Battle lines for OEM market share are redrawn on a routine basis. In 2009, when diesel was $4 per gallon, fuel efficiency was king. After an initial round of greenhouse gas emissions regulations and the government-funded SuperTruck program, the playing soon leveled. After diesel’s precipitous price drop, attention shifted to dealer service networks, productivity and remote diagnostics. Uptime became king.
With the driver shortage reaching critical mass, OEMs now are turning their attention from what’s under the hood to what’s behind the wheel.
Navistar is in the process of rebranding its lineup of heavy- and medium-duty trucks, and the company’s new “DriverFirst” product design philosophy has permeated every new product introduced in the last year, including the International LT and RH (replacing the ProStar and TranStar) Class 8 tractors, the severe-duty HX and HV vocational trucks (formerly the PayStar and WorkStar).
“A fleet’s number-one cost of total operation is driver retention,” said Jeff Sass, Navistar’s senior vice president of sales and marketing.
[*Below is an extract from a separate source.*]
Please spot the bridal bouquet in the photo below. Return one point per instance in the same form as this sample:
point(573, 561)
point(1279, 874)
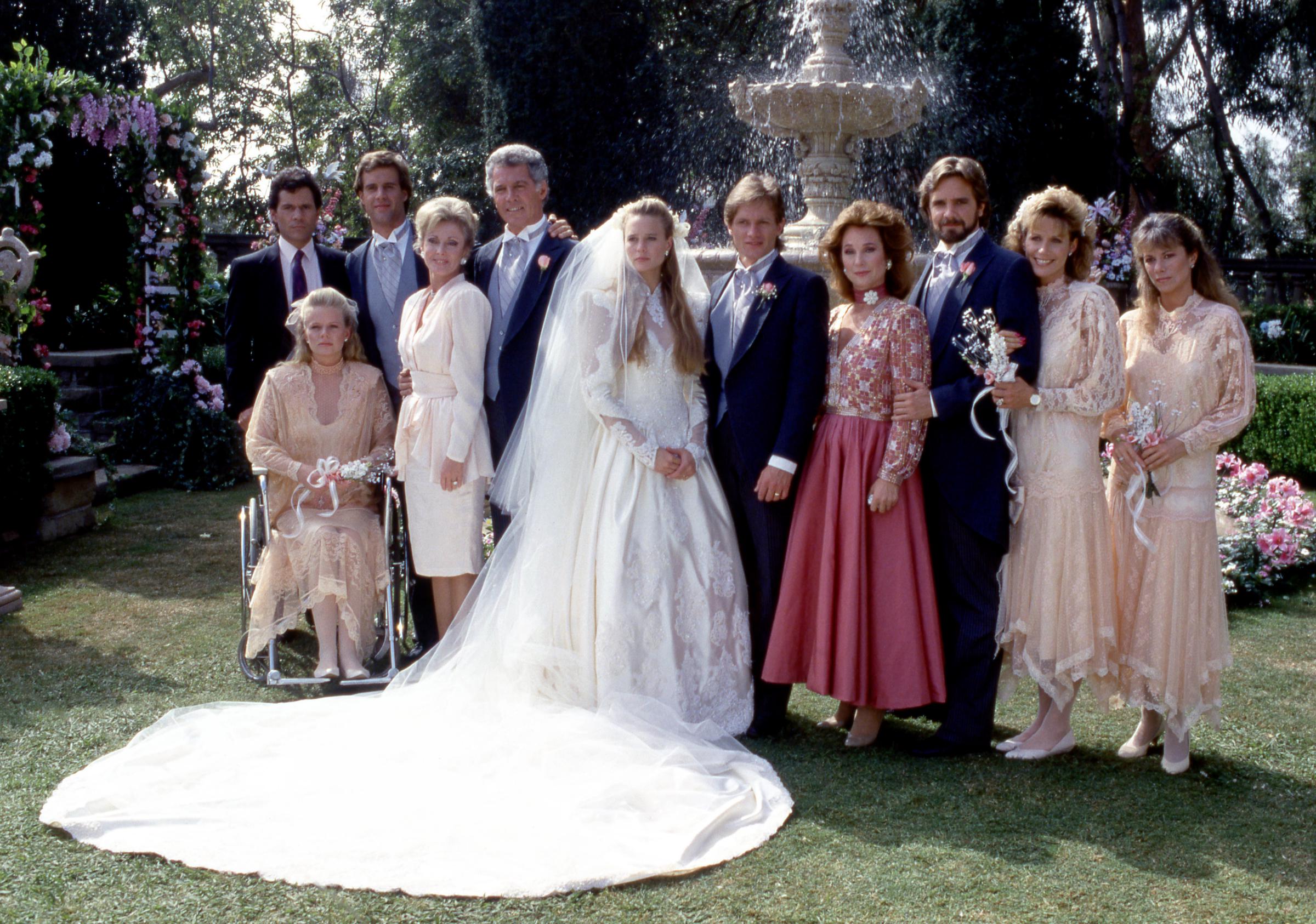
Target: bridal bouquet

Navistar’s redesigned interiors involved input from hundreds of drivers and fleet customers. “[DriverFirst] is how we make trucks attractive to fleets for being driver-centric, safer and easier to drive.”
Common design improvements to International trucks include new switch placements, a steering column-mounted shifter, instrument cluster with customizable digital display, repositioned mirrors to reduce head movement and reduce neck fatigue and relocated tractor air supply and parking brake control valves.
Denny Mooney, Navistar’s group vice president for product development, says in conversations with fleet customers that fuel economy and other performance attributes are important, “but at the end of the day we found that if the drivers like our trucks, fleets will buy them.”
Technology and safety improvements also are playing a bigger role in driver and fleet preference, paying back in the used truck market for fleet owners and make trucks easier to drive for drivers, Mooney said. Take rates on disc brakes have doubled in the past year, and take rates for automated manual transmissions is now over 70 percent. Mooney says predictive cruise control is beginning to gain acceptance as fleets realize the value they bring to improve fuel economy, while take rates for collision mitigation systems are now above 50 percent.